Dimanche 18 Novembre, 2018

Après Naomi Osaka, vinrent les Haïtiens revenus du Chili

En Haiti, Naomi Osaka, Joueuse de Tennis japonaise d'origine Haïtienne/ En bas, une migrante Haïtienne revenant du Chili

En Haiti, Naomi Osaka, Joueuse de Tennis japonaise d'origine Haïtienne/ En bas, une migrante Haïtienne revenant du Chili

Il était une fois, Port-au-Prince, à l’aéroport International de Toussaint Louverture, deux évènements marquants, en 24 heures.
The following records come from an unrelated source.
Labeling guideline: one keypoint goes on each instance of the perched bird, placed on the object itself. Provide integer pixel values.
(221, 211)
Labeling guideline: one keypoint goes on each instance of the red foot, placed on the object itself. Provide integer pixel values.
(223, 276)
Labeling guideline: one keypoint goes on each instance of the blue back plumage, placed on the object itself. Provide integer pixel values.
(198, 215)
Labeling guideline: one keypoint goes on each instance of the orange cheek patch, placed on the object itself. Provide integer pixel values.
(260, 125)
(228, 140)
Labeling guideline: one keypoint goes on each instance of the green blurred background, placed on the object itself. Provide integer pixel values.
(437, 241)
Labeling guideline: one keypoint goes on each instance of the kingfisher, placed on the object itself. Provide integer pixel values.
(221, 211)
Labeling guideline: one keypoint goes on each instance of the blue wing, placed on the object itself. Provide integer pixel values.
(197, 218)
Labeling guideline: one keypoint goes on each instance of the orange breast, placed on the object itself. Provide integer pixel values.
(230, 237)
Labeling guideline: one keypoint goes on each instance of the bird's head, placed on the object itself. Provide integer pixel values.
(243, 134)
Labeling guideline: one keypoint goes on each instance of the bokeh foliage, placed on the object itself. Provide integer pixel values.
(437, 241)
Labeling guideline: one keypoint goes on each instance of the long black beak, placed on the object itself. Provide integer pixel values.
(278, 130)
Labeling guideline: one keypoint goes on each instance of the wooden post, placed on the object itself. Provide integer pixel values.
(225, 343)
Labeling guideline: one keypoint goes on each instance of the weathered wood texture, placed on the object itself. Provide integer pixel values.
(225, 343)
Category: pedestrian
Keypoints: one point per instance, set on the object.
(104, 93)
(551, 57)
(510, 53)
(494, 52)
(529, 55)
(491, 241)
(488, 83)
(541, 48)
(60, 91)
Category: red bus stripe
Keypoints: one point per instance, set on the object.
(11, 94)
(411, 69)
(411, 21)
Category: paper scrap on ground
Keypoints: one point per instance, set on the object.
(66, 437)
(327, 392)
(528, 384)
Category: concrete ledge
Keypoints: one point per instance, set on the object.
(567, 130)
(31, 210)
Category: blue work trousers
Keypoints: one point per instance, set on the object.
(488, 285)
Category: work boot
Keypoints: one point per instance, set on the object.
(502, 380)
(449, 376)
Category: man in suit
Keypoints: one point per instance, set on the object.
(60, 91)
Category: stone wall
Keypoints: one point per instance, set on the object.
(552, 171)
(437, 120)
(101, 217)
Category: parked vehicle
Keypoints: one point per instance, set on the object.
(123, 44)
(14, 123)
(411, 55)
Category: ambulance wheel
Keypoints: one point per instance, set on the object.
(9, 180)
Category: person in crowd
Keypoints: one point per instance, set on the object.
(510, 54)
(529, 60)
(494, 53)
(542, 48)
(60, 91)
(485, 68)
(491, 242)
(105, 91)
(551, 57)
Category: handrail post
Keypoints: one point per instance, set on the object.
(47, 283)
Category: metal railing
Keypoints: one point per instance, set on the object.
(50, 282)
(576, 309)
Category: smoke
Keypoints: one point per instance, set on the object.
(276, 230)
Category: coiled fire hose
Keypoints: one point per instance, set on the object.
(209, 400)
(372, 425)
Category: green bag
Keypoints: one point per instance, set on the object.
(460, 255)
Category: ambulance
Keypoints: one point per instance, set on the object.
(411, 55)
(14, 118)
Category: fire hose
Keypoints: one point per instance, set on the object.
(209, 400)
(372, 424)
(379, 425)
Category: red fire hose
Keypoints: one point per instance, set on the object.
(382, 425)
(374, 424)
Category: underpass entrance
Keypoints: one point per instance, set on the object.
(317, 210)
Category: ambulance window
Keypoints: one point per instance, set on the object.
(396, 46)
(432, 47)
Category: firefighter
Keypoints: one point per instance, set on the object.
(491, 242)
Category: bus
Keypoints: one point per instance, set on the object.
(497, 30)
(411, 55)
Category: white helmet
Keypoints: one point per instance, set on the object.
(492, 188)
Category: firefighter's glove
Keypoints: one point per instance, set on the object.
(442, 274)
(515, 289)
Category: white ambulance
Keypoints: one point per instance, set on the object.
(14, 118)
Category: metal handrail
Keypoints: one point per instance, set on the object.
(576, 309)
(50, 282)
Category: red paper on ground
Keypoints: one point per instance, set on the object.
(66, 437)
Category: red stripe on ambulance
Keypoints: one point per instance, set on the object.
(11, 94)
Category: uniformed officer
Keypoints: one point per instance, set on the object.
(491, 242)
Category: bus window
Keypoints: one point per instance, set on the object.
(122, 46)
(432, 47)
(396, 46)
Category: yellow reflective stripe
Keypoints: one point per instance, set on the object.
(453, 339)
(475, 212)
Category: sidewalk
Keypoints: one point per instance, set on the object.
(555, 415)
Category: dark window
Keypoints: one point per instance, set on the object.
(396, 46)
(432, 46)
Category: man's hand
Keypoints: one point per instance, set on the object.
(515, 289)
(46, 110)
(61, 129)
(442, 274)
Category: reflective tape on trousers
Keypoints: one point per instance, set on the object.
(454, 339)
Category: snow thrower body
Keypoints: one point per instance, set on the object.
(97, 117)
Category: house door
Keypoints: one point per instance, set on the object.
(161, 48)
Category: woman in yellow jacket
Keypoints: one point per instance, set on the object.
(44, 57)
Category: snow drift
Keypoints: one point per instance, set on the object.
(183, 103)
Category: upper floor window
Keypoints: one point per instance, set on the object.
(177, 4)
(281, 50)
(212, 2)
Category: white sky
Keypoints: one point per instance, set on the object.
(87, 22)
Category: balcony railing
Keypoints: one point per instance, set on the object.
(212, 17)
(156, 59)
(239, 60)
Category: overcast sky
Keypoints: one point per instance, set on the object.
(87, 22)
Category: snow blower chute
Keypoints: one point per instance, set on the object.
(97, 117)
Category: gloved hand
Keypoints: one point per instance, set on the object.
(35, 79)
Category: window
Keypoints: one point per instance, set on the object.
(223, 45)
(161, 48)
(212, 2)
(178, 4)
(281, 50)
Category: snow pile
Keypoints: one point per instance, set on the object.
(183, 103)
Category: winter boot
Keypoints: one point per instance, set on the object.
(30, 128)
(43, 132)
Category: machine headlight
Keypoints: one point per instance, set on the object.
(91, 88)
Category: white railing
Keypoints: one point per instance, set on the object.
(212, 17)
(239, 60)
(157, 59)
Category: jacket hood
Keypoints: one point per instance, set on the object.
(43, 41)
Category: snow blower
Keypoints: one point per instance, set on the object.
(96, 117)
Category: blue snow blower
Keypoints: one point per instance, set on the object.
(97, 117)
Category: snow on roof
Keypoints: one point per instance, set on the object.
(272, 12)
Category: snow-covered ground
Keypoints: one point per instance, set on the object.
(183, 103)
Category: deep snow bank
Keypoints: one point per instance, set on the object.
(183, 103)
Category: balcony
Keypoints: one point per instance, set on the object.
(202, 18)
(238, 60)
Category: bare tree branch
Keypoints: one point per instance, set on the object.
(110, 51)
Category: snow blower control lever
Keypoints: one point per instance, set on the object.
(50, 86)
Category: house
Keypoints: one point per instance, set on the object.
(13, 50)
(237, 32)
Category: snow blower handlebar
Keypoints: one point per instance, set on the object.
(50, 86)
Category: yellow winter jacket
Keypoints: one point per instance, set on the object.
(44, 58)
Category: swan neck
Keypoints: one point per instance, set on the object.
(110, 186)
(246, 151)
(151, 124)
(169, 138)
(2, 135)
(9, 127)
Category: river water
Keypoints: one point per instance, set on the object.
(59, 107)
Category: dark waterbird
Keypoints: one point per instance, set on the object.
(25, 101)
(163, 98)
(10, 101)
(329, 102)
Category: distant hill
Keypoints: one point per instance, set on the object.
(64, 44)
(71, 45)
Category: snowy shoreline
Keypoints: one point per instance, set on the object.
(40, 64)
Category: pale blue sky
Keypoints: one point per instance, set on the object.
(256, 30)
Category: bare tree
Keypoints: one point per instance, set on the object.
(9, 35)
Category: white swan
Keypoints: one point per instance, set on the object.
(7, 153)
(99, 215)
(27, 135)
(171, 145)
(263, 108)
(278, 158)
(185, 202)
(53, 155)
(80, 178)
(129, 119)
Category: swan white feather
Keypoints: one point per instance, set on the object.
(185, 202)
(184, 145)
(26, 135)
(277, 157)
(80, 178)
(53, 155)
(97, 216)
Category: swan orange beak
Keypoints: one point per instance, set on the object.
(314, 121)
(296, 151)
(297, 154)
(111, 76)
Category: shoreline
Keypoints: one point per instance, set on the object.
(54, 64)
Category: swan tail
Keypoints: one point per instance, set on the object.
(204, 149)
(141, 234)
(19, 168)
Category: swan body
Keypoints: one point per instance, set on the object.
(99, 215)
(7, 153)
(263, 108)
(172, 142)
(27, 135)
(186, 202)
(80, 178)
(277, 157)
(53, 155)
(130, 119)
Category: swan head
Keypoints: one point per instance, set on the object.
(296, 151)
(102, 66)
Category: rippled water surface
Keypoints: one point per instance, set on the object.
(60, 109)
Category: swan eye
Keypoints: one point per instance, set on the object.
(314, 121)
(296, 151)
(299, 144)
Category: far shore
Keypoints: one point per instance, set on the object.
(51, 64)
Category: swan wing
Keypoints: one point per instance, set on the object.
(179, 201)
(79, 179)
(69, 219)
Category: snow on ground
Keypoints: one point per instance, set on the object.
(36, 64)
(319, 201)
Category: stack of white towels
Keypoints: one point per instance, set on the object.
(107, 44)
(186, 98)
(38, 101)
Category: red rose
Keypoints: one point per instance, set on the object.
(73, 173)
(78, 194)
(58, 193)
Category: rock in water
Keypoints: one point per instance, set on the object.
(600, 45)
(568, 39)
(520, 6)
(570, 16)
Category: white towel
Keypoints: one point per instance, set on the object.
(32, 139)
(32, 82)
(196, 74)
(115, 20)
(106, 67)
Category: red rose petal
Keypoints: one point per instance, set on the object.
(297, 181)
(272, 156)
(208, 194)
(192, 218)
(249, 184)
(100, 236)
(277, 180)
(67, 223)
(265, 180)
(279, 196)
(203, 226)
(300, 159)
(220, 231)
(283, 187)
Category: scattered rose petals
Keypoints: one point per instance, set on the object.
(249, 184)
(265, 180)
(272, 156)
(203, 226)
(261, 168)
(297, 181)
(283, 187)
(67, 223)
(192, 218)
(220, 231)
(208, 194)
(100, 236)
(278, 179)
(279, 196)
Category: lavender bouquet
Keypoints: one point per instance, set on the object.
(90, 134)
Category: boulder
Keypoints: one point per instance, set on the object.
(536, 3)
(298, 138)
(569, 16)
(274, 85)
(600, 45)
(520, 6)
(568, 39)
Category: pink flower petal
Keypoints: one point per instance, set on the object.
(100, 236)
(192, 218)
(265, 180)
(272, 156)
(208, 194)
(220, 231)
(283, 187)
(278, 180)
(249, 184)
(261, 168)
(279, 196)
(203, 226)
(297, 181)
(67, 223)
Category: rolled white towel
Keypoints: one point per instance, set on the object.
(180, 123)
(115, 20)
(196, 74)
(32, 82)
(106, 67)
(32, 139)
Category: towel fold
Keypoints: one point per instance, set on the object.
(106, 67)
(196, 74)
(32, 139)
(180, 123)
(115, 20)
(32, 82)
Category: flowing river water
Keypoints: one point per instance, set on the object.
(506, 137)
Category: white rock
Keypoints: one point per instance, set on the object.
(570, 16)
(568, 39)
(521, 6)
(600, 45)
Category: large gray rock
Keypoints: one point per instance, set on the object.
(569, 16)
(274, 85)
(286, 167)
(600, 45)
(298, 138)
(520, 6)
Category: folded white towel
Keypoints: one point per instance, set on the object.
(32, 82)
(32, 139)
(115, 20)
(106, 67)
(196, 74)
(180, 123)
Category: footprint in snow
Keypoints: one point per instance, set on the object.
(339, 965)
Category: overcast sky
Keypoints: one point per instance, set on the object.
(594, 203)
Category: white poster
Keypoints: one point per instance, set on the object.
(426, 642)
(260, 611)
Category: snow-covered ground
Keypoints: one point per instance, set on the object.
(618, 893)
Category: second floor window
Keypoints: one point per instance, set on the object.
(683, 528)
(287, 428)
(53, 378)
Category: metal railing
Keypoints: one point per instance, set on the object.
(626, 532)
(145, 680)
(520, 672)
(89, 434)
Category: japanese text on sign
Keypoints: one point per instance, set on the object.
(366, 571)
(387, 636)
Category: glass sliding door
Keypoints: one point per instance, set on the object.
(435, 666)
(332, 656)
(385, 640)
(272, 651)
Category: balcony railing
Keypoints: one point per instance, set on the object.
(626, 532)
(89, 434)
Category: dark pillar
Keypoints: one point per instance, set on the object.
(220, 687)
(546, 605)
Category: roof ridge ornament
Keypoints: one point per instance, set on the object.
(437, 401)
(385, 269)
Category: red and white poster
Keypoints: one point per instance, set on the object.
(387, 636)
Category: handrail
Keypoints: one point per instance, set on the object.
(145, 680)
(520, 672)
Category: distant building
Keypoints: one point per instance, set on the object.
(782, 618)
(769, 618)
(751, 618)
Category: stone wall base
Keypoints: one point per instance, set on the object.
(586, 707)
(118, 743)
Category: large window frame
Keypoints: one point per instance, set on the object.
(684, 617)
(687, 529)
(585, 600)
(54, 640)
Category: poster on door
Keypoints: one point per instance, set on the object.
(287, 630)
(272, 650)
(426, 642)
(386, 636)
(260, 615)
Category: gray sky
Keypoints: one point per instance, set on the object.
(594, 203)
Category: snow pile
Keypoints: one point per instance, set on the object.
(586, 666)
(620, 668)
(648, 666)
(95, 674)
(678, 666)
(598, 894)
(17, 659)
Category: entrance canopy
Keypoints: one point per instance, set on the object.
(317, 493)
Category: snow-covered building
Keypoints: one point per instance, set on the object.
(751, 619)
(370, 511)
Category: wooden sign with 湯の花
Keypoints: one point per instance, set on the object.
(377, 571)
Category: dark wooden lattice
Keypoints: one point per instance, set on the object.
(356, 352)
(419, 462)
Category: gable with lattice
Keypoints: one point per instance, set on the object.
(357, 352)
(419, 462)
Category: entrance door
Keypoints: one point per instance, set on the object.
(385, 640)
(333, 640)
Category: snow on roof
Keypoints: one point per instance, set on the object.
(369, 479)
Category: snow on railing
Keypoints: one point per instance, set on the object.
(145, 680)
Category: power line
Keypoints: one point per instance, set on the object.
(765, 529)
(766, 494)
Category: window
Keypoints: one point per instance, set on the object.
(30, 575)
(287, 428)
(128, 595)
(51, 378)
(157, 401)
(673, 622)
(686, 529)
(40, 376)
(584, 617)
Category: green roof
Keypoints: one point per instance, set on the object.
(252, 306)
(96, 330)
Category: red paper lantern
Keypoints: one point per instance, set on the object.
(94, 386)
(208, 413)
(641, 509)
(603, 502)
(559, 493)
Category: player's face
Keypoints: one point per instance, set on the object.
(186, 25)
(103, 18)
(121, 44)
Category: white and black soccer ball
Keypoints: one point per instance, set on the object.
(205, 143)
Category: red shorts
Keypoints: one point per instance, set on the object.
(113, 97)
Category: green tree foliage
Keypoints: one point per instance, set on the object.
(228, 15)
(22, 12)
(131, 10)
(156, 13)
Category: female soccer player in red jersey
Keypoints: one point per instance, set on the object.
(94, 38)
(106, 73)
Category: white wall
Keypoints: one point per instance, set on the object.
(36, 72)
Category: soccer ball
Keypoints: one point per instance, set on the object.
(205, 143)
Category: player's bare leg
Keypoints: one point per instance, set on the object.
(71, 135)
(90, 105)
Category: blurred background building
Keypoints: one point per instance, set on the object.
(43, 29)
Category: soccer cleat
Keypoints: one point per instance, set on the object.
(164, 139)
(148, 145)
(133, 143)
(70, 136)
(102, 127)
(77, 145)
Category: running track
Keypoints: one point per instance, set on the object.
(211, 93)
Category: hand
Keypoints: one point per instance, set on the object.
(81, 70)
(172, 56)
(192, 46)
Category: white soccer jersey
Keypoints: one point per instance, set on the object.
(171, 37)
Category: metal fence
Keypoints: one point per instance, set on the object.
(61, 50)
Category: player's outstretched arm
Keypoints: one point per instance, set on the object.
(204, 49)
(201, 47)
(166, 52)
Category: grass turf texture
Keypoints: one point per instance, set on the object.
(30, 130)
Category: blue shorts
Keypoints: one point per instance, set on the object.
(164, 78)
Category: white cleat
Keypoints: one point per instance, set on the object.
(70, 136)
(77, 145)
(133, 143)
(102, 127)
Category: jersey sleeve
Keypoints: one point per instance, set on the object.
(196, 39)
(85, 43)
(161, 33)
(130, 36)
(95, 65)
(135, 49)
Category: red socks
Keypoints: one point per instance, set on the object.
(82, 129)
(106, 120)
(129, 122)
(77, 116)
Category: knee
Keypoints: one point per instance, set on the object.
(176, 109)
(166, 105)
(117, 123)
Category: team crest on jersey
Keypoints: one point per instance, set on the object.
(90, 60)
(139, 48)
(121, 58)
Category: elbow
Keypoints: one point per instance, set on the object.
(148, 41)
Dans l’après-midi du 6 novembre 2018, Naomi Osaka, jeune joueuse de Tennis de 21 ans, japonaise de père haïtien, atterri à bord d’un avion privé, dans la capitale du pays de son papa. Celle qui, deux jours plus tard, sera faite Ambassadeur de bonne volonté pour la promotion du Sport haïtien par le président Jovenel Moise, fut accueillie, sourire aux lèvres, comme une Reine au salon diplomatique de l'aéroport, avec les honneurs et les fleurs de l’Etat haïtien. "Je suis heureuse d'être en Haïti", déclara-t-elle en présence d'un gratin de personnalités étatiques et de journalistes.

 

Puis, 24 heures après son arrivée, vinrent les Haïtiens revenus du Chili. Au même aéroport, dans l'après-midi du 7 novembre, une cohorte de plus d'une centaine de migrants Haïtiens, inscrits au plan de retour mis en place par l’administration de Sebastián Piñera, descendirent d’un Boeing (767) appartenant aux Forces Armées de l’air chilienne. Ces compatriotes, qui ont dû fuir la misère haïtienne pour se réfugier au Chili, durent, à contre coeur, faire demi tour face à la désillusion qui fut la leur une fois arrivés sur le sol de leur El Dorado. Au Chili, sans logement décent, sans travail et sans véritable assistance sociale, ils furent forcés de faire le choix du retour. 7 heures de vol, pour un voyage sur une distance de 6000 km vers l'inconnu, l'incertain, pour tout recommencer.

 

Pour la jeune star du Tennis, l'on savait déjà comment tout allait se terminer. Après sa tournée en Haiti, elle retourna aux Etats-Unis, le pays qui l'a accueillie et grandie. Elle joua encore pendant longtemps au Tennis, remporta des Trophées et fit parler parler d'elle dans les plus grands journaux du monde et dans de très beaux termes.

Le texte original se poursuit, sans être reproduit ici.